Now, you have about one second to get that steel under 400 degrees. Get it in the oil. I quench edge down, personally. I like to keep the spine of the blade up out of the oil so it doesn't get hard with the edge. Once the glow is gone from the spine, I put the whole blade in the oil and let it cool for a few seconds (about 20-30 seconds for a smaller blade, up to a minute for larger blades).
Pull it out and wipe the oil off with a shop rag. A good hardening will also normally have a lot of grey steel surface where the quench scale is popped off. Underheating it will leave the whole surface black. Again, as before, this is in my quenchant in my shop. I have a sword quench tank and the oil (mix of corn oil and canola oil) doesn't pop off the scale as reliably, so don't take it as gospel. Also, an overheated blade will still pop the scale, so it is an indication that I got the temperature *at least* hot enough.
Do the rest of your blades to this point.
Now, with shop rags, work to get as much of the oil off as you can. Really wipe them down. You don't want burned oil stinking up your kitchen when you temper. I used to wash them with Dawn detergent, but don't find a real improvement from that, so I quit doing it.
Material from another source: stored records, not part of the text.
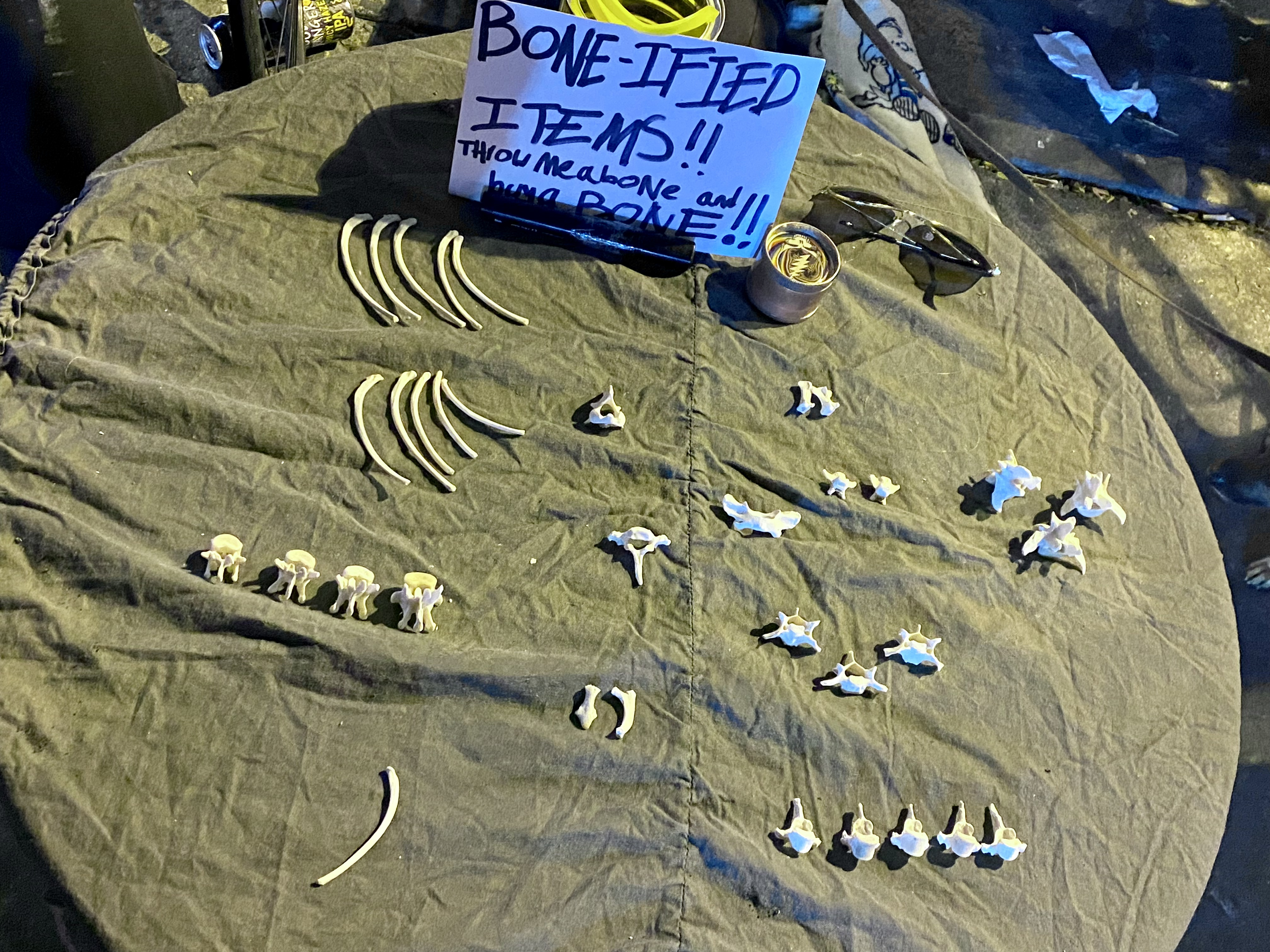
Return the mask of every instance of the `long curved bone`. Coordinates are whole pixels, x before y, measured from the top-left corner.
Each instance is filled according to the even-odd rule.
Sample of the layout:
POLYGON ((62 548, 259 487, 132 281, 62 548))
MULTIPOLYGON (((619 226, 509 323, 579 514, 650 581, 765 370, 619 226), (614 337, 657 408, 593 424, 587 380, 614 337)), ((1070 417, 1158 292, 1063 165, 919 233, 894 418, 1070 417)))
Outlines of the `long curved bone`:
POLYGON ((441 402, 442 381, 443 377, 441 376, 441 371, 437 371, 432 377, 432 409, 437 411, 437 419, 441 420, 442 429, 444 429, 446 433, 450 434, 450 438, 455 440, 455 446, 466 453, 471 459, 475 459, 476 451, 464 443, 464 438, 458 435, 458 430, 455 429, 455 424, 450 421, 450 416, 446 414, 446 405, 441 402))
POLYGON ((389 284, 387 278, 384 277, 384 265, 380 264, 380 235, 384 234, 384 228, 398 221, 401 221, 400 215, 385 215, 375 222, 375 227, 371 228, 371 270, 375 272, 375 279, 380 284, 380 291, 382 291, 384 296, 392 302, 394 307, 400 310, 406 317, 414 317, 417 321, 422 321, 423 315, 417 314, 410 305, 396 296, 396 292, 389 284))
POLYGON ((432 446, 432 440, 428 439, 428 430, 423 428, 423 420, 419 418, 419 396, 423 393, 423 388, 427 386, 428 381, 432 380, 432 371, 424 372, 419 381, 414 385, 414 390, 410 391, 410 419, 414 420, 415 433, 419 434, 419 439, 423 440, 423 448, 428 451, 428 456, 437 461, 437 468, 442 472, 453 476, 455 467, 441 458, 441 453, 437 448, 432 446))
POLYGON ((396 261, 398 270, 401 272, 401 277, 405 278, 405 283, 410 286, 410 291, 422 297, 427 302, 428 307, 436 311, 438 317, 441 317, 444 321, 448 321, 450 324, 453 324, 456 327, 462 327, 464 330, 467 330, 467 325, 464 324, 457 317, 455 317, 455 315, 450 312, 448 307, 446 307, 437 298, 434 298, 432 294, 424 291, 423 287, 419 284, 419 282, 414 279, 414 275, 410 273, 410 269, 405 267, 405 255, 401 253, 401 237, 405 235, 406 230, 410 226, 413 226, 417 221, 418 221, 417 218, 406 218, 400 225, 398 225, 396 231, 392 232, 392 260, 396 261))
POLYGON ((615 684, 608 696, 622 706, 622 722, 613 729, 613 736, 621 740, 635 724, 635 692, 622 691, 615 684))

I wrap my hardened steel blades in aluminum foil, loosely, then place them on a cookie sheet. The idea is that it evens the heat out as it reaches the blades. This could be wasted effort, but I don't believe it hurts.
Into the oven and temper for an hour. Then air cool and bake for another hour.
For 1095, I do 400 degrees for knives, 500 for swords. For the spring steel I enjoy forging, I use 375 for the knives. Known 5160 gets 475 for big choppers.
This is, as I said, my method in my shop. I like the results for my blades. Your shop will be different, so only treat this as a suggested starting point, not a gospel.
-Patrick
Check the edge hardness with an old chainsaw file. It will knock off some scale, but should not be able to bite into the steel itself.